A la suite de l’interdiction de ses œuvres par le régime communiste, il abandonne le roumain en 1947 et écrit désormais en français, dans une langue ciselée où son goût pour l’aphorisme s’allie à un certain lyrisme. « Le style, si je m’y suis tant intéressé, c’est que j’y ai vu un défi au néant », écrit-il dans ses « Cahiers ».
Bien que demeurant en France jusqu’à sa mort, il ne demandera jamais la nationalité française.
Proche d?Eugène Ionesco, Samuel Beckett, Henri Michaux ou Fernando Savater, sa philosophie a été inspirée par Nietzsche, Schopenhauer ou encore Kierkegaard.
Les titres des livres de cet insomniaque chronique annoncent la couleur de son oeuvre. Et c’est une noirceur teintée de lucidité : « Précis de décomposition », publié en 1949, « Syllogismes de l’amertume », « De l’inconvénient d’être né » ou « La tentation d’exister »… Son dernier ouvrage, « Aveux et anathèmes », est publié en 1987.

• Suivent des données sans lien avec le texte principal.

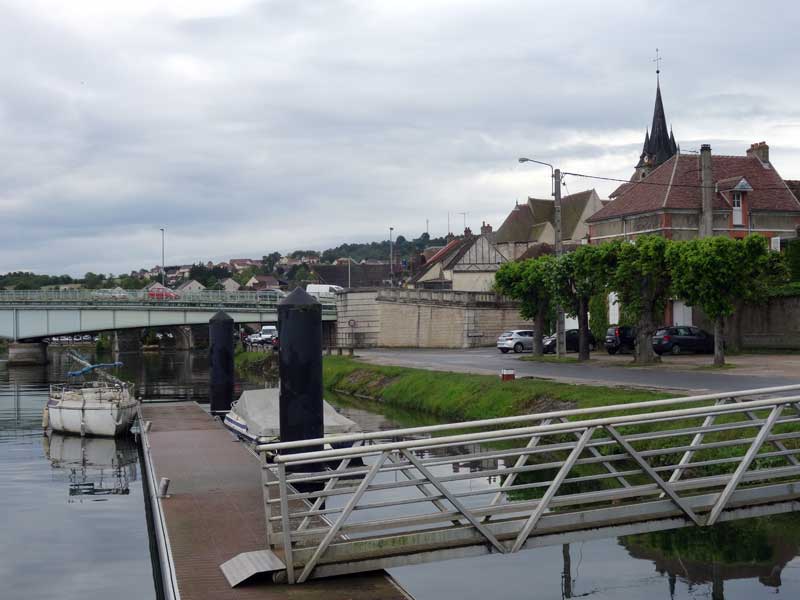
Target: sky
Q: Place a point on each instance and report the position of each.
(250, 126)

Dans un essai en forme d’hommage, qui vient de paraître, « Cioran, éjaculations mystiques » (Le Seuil), Stéphane Barsacq ne cache rien de l’épisode antisémite du jeune Cioran, ni du regard cynique de ce grand séducteur qui écrivait: « La dignité de l’amour tient dans l’affection désabusée qui survit à un instant de bave » ou « L’orgasme est un paroxysme. Le désespoir aussi. L’un dure un instant. L’autre, une vie ».
Dans ses écrits, Emil Cioran relate aussi ses nuits d’insomnies, ses longues promenades nocturnes.

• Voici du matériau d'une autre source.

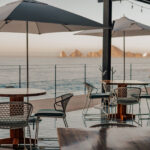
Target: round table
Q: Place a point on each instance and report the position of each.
(121, 109)
(18, 94)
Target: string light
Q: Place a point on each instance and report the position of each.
(135, 4)
(142, 9)
(132, 6)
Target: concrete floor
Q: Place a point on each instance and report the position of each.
(47, 126)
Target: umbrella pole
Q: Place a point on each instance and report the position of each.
(27, 54)
(124, 63)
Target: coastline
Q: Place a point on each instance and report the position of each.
(76, 103)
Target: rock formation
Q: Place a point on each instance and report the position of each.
(116, 53)
(76, 53)
(62, 54)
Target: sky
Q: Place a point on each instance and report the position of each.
(51, 44)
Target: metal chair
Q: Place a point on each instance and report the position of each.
(112, 125)
(89, 97)
(145, 95)
(59, 111)
(128, 96)
(15, 115)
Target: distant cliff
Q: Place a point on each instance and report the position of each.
(62, 54)
(116, 53)
(76, 53)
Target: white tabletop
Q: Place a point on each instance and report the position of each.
(9, 92)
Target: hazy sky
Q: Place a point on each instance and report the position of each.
(53, 43)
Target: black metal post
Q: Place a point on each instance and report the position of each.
(55, 81)
(19, 76)
(124, 63)
(107, 21)
(27, 52)
(84, 78)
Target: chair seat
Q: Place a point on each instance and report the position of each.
(144, 96)
(100, 95)
(127, 101)
(13, 124)
(49, 113)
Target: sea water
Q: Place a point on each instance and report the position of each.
(62, 75)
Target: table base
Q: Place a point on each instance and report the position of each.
(16, 141)
(124, 117)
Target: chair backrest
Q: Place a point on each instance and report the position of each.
(112, 125)
(64, 101)
(89, 88)
(15, 111)
(106, 87)
(128, 92)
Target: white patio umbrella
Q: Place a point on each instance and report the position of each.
(30, 16)
(122, 27)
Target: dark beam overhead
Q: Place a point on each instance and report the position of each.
(143, 1)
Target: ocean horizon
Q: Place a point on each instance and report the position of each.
(68, 74)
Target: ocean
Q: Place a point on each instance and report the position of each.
(62, 75)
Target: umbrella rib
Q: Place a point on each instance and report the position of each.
(3, 24)
(37, 27)
(66, 27)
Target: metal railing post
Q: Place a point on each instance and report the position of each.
(112, 73)
(84, 78)
(130, 71)
(55, 81)
(19, 76)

Il habite durant plusieurs décennies une mansarde du quartier de l’Odéon, sa tour d’ivoire, d’où il décline les honneurs littéraires, comme en 1988 le Grand prix Paul Morand, décerné par l’Académie française.
Resté pauvre, il continuera à fréquenter le restaurant universitaire jusque vers 40 ans avant de s’en voir interdire l’accès. Un épisode qu’il vivra douloureusement.
Après une dizaine d?ouvrages diversement salués par la critique, la publication posthume, en 2009, de son livre « De la France » recueille un succès international. « J?ai connu toutes les déchéances, même le succès », aimait-il à dire.
Sans jamais être retourné dans son pays natal, il meurt, en 1995, à Paris.
Epilogue de dix ans de procédure, la cour d?appel de Paris vient de trancher en faveur d’une brocanteuse, qui se battait pour la propriété matérielle des manuscrits de Cioran retrouvés dans son appartement. Certains d’entre eux seront vendus aux enchères jeudi à Drouot Richelieu, ainsi que des documents personnels.